Each look was accentuated by a costume that reflected the spirit of the individual style. Hille looked razor-sharp in an 1890s-style silver tuxedo and top hat with white gloves and a cane, and one Wild West hombre rode into town wearing a 10-gallon hat and a six-gun (or was that a hair-dryer?) dangling from his holster.
"Beards can be a sign of great character; think of Abraham Lincoln, Santa Claus and Jesus Christ," said Olsen, who is co-producing a DVD documenting the event with Firelight Films of Tahoe City, California, to be released tomorrow.
"When it comes to sporting mustaches and beards," Olsen said, "Germans are the most competitive."
And so they came. Not just from Germany, but from Switzerland, Britain, Sweden, Norway, Italy and Hong Kong, all fit to be trimmed, their duffel bags filled with the tools of a trade necessary to groom potential champions -- shampoos, conditioners, hair spray, hair pins, gels, foams, combs, tonics, brushes, curlers (curlers?), picks, razors, scissors, rubber bands, shaving cream, compact mirrors and, yes, mustache wax.
That morning, some of the biggest names in bearding marched past 40,000 spectators at the annual Nevada Day parade. Among them was Ted Sedman, president of London's Handlebar Club, who took first place in the Fu Manchu category.

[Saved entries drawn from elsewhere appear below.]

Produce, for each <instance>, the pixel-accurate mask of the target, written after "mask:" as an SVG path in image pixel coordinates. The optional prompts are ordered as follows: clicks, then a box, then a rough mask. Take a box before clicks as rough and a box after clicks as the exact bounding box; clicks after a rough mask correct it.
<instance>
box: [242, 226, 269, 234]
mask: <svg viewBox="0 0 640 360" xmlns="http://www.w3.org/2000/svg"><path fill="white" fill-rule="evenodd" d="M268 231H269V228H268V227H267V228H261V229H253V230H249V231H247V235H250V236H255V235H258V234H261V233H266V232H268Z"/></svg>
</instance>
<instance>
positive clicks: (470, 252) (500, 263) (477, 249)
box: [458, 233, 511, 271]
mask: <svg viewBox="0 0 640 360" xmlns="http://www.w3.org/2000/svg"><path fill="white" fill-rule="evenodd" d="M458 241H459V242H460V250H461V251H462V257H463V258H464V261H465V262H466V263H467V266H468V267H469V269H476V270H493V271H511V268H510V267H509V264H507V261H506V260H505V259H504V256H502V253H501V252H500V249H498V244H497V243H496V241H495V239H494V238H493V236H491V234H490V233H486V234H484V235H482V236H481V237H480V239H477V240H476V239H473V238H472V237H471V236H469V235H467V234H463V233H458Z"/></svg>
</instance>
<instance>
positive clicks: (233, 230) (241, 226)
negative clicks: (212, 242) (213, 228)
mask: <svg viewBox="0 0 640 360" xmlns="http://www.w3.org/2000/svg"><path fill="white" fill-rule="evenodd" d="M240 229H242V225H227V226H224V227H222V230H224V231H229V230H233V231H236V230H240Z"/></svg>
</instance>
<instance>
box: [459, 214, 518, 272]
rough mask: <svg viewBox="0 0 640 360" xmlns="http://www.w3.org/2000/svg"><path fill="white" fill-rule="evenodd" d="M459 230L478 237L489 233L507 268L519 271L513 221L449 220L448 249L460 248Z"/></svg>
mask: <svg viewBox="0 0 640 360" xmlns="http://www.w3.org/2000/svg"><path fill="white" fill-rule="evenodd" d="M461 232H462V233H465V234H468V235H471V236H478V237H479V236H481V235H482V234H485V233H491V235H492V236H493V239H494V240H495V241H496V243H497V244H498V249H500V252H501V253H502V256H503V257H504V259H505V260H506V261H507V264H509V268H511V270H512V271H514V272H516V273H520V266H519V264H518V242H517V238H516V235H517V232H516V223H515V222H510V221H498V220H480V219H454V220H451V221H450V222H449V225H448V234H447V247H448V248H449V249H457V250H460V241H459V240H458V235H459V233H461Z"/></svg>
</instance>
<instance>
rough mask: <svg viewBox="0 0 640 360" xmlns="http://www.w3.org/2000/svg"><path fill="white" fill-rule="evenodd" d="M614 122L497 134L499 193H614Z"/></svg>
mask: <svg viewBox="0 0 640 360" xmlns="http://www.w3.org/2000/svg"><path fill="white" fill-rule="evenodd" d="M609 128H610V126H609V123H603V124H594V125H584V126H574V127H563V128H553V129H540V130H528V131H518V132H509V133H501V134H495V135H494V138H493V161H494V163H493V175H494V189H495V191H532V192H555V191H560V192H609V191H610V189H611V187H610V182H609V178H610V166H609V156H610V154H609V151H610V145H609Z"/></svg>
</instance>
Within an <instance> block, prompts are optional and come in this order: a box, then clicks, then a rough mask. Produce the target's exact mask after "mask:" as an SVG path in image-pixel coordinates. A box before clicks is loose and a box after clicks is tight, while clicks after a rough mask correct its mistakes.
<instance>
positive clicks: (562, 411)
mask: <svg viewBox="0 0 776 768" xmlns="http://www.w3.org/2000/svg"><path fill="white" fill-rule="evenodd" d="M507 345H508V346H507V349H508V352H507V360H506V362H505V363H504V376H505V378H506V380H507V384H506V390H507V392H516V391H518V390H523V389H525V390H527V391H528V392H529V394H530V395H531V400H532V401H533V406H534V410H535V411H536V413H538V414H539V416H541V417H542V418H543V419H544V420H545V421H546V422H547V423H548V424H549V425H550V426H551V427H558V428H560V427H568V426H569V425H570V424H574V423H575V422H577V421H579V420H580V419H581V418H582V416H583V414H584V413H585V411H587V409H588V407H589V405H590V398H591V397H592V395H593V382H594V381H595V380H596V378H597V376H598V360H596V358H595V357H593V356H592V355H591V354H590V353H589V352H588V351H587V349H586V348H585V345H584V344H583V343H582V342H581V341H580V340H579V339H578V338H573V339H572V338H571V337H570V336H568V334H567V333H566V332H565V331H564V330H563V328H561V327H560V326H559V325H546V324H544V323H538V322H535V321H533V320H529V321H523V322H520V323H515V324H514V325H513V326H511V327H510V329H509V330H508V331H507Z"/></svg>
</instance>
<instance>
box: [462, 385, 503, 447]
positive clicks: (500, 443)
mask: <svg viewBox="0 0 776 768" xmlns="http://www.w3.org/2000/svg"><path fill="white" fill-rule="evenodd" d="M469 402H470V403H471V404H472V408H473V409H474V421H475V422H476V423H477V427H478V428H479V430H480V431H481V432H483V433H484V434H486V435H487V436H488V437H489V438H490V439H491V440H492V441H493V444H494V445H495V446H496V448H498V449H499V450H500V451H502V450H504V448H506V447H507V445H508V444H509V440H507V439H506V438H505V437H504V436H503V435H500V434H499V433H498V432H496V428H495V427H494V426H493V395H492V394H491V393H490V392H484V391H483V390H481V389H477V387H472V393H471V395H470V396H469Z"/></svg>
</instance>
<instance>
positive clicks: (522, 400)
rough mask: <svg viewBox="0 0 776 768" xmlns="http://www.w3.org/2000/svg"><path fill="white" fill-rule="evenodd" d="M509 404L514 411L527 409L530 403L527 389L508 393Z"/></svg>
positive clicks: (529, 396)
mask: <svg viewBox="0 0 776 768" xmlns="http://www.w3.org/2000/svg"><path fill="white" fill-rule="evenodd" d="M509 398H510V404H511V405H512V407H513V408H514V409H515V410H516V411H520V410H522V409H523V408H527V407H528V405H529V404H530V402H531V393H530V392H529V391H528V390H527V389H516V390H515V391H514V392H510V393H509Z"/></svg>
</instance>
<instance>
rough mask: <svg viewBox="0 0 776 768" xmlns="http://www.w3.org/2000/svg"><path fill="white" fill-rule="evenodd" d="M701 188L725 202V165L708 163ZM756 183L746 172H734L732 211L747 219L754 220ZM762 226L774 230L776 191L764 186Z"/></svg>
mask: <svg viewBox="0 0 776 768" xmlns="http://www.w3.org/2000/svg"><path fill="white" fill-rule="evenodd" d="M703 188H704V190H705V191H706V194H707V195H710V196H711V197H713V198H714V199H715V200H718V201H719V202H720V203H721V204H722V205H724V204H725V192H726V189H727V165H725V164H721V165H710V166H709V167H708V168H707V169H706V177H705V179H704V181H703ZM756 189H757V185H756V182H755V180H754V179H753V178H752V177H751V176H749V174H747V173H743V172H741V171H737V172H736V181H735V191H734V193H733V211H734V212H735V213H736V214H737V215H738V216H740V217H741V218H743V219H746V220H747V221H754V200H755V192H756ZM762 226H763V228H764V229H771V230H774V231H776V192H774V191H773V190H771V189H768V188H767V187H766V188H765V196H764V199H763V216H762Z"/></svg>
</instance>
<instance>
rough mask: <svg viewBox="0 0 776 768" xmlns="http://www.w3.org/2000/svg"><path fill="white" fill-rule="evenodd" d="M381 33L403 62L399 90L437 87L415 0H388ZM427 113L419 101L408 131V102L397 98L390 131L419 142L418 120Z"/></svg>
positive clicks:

Contestants from the host country included Bruce Roe, the first American to win a trophy at these championships, as well as the six-time beard champion of the Iowa State Fair, Gary James Chilton.
Chilton, 60-something, took it on the chin-whiskers in Carson City, finishing fourth in the Full Beard Natural division. While his 1.04m salt-and-pepper beard hid his kneecaps, nothing could hide his displeasure.
"Yes, I was disappointed," said Chilton, a celebrity in his hometown of Sioux City, Iowa. "I didn't wear a costume, and that probably hurt me. But just based on sheer length, I should have won at least third place."
Chilton, whose beard recently celebrated its 26th birthday (that's how long it has gone unshaven), describes a man with a beard as "open-minded, nonjudgmental and a free spirit."
He describes a clean-shaven man as "someone who has been told what to do." He added, "The kind of man who walks around and says, `No, my wife wouldn't like that.'"
And a man with a mustache?
"Well, that's more of a compromise," Chilton said. "The wife wouldn't allow a full beard, but a mustache? Well, OK, honey."